Au rang des employés mis en congé technique, ceux recrutés parmi les populations environnantes étaient en grand nombre. Informé de la situation, le Premier ministre, chef du gouvernement, a dépêché sur place une mission gouvernementale comprenant le ministre de l’Eau et de l’Energie, en sa qualité de maître d’ouvrage, et le ministre du Travail et de la Sécurité sociale. Après avoir touché du doigt la réalité des problèmes posés, la mission gouvernementale a annoncé des mesures adéquates pour ramener la sérénité. Avec la signature effective du contrat des travaux intervenue au début du mois de septembre dernier et la levée des contraintes internes de la banque chinoise qui accompagne financièrement le Projet, la reprise des travaux sur le site du projet est envisagée dans les prochaines semaines».
Selon ladite note, les études relatives à la réinstallation des populations de la zone du Projet étaient quasiment achevées. Mais, cette population manifeste déjà une certaine impatience. Les activités de pêche de certains riverains gagnent en intensité sur la rive gauche du barrage, où les travaux d’excavation ont été faits depuis environ deux ans. Mais en dépit de tout, l’espoir demeure. Même si les grincements de dents s’amplifient.
Ces grincements de temps tiennent de ce que depuis février 2019, le chantier de l’unique projet structurant des trois régions septentrionales du Cameroun est à l’arrêt. A l’origine de cet arrêt, les parties ont d’abord invoqué les difficultés financières. En effet, apprend-on de bonnes sources, jusqu’à cette période, l’État camerounais peinait à payer le reliquat de 4 milliards de FCFA de frais d’assurances (13 milliards de FCFA au total), qui conditionnait le déblocage du financement d’Eximbank China relatif à ce projet. Ensuite, il y avait des arbitrages à faire au sein du gouvernement, notamment sur l’imputation des différents impôts relatifs au contrat passé avec Sinohydro, cette entreprise ayant été exonérée de toutes les taxes.
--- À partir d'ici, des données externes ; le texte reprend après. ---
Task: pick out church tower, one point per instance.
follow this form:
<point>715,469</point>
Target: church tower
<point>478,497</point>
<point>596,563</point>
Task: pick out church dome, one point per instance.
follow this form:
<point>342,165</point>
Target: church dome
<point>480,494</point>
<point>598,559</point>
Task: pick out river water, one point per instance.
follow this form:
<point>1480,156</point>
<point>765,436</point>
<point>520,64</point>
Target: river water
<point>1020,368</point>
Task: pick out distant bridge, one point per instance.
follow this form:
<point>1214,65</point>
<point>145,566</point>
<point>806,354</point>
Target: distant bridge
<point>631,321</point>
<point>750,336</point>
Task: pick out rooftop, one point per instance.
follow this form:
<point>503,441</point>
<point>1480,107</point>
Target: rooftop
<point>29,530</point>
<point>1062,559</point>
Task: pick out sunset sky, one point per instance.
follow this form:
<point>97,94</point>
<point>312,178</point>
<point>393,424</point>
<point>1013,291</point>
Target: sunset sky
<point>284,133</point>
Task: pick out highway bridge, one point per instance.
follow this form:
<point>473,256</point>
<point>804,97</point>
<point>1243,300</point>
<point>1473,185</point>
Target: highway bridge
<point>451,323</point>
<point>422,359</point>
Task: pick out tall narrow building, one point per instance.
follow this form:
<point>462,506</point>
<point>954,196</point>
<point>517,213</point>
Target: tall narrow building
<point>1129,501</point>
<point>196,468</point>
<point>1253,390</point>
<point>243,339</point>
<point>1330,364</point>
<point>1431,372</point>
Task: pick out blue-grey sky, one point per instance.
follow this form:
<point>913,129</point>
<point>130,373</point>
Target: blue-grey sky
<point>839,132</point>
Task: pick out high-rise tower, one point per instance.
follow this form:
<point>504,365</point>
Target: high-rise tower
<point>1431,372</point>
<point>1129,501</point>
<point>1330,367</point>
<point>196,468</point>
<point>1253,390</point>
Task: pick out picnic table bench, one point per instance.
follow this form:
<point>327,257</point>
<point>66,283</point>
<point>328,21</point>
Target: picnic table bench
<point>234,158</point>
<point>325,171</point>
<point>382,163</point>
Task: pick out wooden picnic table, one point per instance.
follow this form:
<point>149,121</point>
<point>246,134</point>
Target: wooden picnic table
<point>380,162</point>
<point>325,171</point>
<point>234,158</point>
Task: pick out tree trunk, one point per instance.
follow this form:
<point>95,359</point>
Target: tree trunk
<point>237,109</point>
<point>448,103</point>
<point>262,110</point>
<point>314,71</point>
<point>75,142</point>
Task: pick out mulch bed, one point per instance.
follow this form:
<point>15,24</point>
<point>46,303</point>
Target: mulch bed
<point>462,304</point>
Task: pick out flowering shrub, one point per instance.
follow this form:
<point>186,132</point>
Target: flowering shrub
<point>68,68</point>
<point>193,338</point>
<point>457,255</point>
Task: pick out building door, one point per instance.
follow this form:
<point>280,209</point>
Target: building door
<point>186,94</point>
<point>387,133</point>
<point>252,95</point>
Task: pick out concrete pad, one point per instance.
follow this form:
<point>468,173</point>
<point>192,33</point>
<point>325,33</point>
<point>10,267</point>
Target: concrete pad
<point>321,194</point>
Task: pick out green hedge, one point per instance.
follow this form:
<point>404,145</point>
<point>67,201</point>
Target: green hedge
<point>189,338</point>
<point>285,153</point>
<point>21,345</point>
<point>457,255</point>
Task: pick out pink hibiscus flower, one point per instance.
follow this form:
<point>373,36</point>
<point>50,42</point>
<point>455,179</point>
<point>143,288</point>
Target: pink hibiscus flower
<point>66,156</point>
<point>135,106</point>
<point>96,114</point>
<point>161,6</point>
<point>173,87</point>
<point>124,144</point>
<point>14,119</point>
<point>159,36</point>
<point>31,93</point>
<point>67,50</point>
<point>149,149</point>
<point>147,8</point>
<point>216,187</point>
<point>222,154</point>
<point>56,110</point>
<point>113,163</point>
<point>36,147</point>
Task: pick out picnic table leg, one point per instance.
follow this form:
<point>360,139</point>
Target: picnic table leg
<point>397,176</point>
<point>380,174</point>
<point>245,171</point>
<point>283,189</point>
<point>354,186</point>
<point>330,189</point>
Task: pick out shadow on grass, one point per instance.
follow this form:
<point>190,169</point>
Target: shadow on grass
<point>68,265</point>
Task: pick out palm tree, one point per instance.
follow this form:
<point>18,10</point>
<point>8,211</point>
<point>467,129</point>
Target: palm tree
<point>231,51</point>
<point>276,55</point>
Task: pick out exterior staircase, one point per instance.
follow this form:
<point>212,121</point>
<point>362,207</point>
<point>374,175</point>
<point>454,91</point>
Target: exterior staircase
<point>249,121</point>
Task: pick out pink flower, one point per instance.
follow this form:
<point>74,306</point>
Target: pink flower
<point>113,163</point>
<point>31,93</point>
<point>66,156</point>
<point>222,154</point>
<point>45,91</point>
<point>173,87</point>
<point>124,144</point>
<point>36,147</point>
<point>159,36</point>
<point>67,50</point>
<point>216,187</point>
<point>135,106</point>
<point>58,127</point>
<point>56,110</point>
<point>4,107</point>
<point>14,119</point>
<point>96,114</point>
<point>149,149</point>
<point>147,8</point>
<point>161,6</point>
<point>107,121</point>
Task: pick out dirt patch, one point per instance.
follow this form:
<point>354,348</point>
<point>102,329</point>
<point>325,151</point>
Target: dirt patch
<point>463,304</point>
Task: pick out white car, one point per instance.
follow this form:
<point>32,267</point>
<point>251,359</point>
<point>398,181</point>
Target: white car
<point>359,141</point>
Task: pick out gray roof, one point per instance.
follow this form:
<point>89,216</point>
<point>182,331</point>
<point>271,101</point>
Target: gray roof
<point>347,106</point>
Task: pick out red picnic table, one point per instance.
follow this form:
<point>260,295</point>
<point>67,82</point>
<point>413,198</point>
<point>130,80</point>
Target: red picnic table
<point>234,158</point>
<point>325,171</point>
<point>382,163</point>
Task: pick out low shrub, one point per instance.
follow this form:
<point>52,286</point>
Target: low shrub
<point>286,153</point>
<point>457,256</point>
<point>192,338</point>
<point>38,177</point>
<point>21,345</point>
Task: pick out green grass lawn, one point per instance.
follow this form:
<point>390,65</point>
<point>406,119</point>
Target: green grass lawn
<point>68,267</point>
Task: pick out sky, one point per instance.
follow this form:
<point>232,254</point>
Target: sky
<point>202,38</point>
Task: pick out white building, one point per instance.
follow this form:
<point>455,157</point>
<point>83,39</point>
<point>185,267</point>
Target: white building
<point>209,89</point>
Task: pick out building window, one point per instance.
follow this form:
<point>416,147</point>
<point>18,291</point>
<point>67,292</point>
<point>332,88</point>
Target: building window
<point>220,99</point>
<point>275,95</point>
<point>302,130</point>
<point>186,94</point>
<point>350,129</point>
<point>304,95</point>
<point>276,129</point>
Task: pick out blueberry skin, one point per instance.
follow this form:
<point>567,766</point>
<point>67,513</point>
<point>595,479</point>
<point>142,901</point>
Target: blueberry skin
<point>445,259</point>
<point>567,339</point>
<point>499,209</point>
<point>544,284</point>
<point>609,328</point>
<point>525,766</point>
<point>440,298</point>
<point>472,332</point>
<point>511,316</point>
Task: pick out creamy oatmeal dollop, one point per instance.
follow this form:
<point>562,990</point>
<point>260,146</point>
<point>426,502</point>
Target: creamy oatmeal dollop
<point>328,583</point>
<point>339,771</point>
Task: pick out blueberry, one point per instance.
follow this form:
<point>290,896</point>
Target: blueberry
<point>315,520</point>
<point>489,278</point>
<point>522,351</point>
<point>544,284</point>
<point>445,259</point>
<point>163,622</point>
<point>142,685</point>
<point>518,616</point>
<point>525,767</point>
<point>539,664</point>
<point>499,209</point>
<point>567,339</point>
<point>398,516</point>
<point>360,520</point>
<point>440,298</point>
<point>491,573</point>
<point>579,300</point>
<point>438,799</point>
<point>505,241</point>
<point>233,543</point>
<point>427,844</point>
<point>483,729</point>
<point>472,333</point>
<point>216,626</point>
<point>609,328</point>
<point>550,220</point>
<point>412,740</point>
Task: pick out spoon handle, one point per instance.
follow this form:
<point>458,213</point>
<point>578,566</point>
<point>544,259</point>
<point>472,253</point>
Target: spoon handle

En dépit du déblocage total des frais d’assurances, ainsi que l’indique une source plus haut, la procédure de déblocage des financements semblent s’éterniser, mettant en péril ce projet qui devrait permettre de doter la partie septentrionale du Cameroun d’un nouveau barrage d’une capacité de 75 MW. Cette infrastructure énergétique est pourtant très attendue dans les trois régions septentrionales du Cameroun, dans la mesure où elle permettra de suppléer le barrage de Lagdo, qui nécessite 100 milliards de francs Cfa pour sa réhabilitation, et dont les 72 MW de capacité installée sont souvent réduits de moitié, à cause de l’ensablement du réservoir.